As The Long Halloween opens, Batman is still young, and his journey is only getting harder. The eccentric criminals that seemed like mere gimmick-laden hoods before are gaining power and influence. They’re becoming bona fide supervillains, and if Batman is to defeat them, he must become more of a superhero than ever.
For the moment, he has help. As Gotham’s gallery of rogues gains influence and the Falcone crime family (headed by Carmine “The Roman” Falcone) continues to rise, Batman forms a powerful triumvirate with the determined Captain Jim Gordon and the ambitious District Attorney Harvey Dent. But even as this alliance begins to pay off, a new threat emerges. A mysterious killer begins picking off high profile victims, once a month, tying his murders to holidays. Dubbed “Holiday,” the killer is more than just someone with a bloodlust; he or she is the key to Gotham’s crime web.

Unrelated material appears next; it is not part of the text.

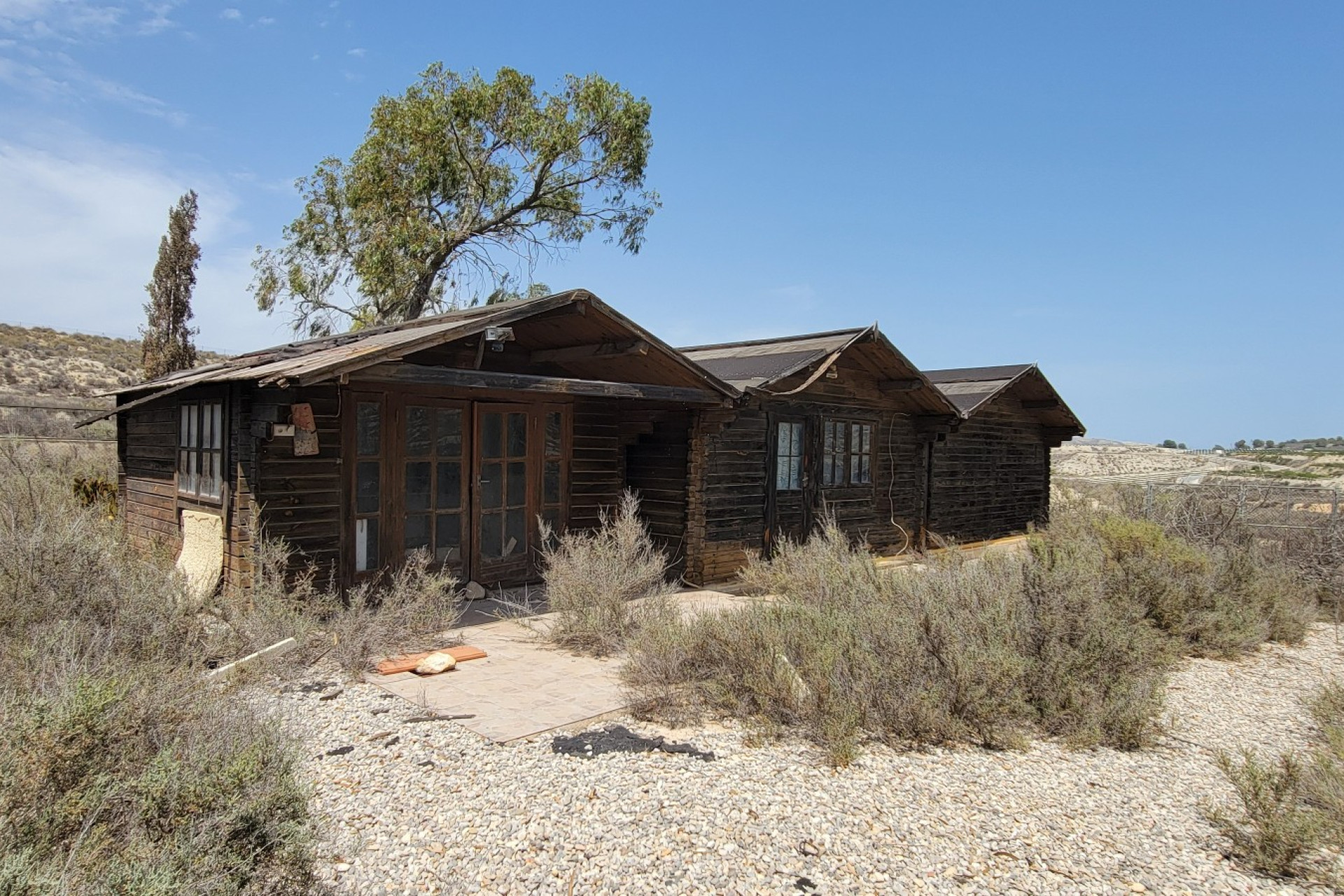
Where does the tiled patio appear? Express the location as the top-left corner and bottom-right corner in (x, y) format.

The Holiday murders are perhaps the most satisfying thing about The Long Halloween, if only because they give The Dark Knight something more to do than just pummel supervillains and toss them into Arkham Asylum. With this case, The World’s Greatest Detective really has something to sink his teeth into, and that – combined with the innumerable threats from both the mob and a host of villains – makes for one of the most harrowing adventures of Batman’s career.
Even more fascinating, though, is the corruption of Harvey Dent, a transformation that Batman must watch and ponder even as he’s struggling to reverse it. Loeb makes it more than the origin of the villain called Two-Face. He takes it to the next level. In his eyes, Harvey Dent is not just a man. He’s the hope of Gotham, the shining knight that could overtake even Batman as the city’s protector, and Batman’s chance to see what he’d always hoped for: a brighter future for the city that cost him so much. If you’ve seen The Dark Knight, you know how that works out, and though Nolan’s vision of the tale might have been flashier and told from a more epic viewpoint, Loeb’s might actually be more poignant.
And even when all of that gripping storytelling is done, you still have the wonder of Tim Sale’s art to ponder. He does Batman like no one else. His Dark Knight is identified by the elongated ears on the Bat-cowl, the giant form cut with muscles and set with a kind of slack scowl. His Joker is a figure with skeletal limbs and massive, crooked teeth. His Catwoman is the sleekest of them all. It’s not the world of Gotham like you’re used to seeing it, but that makes it all the more fascinating.
The Long Halloween is easily one of the best Batman stories every told. It’s a landmark book, part Dark Knight adventure, part retelling of The Godfather, by two of the most influential comic book presences of the Modern Age.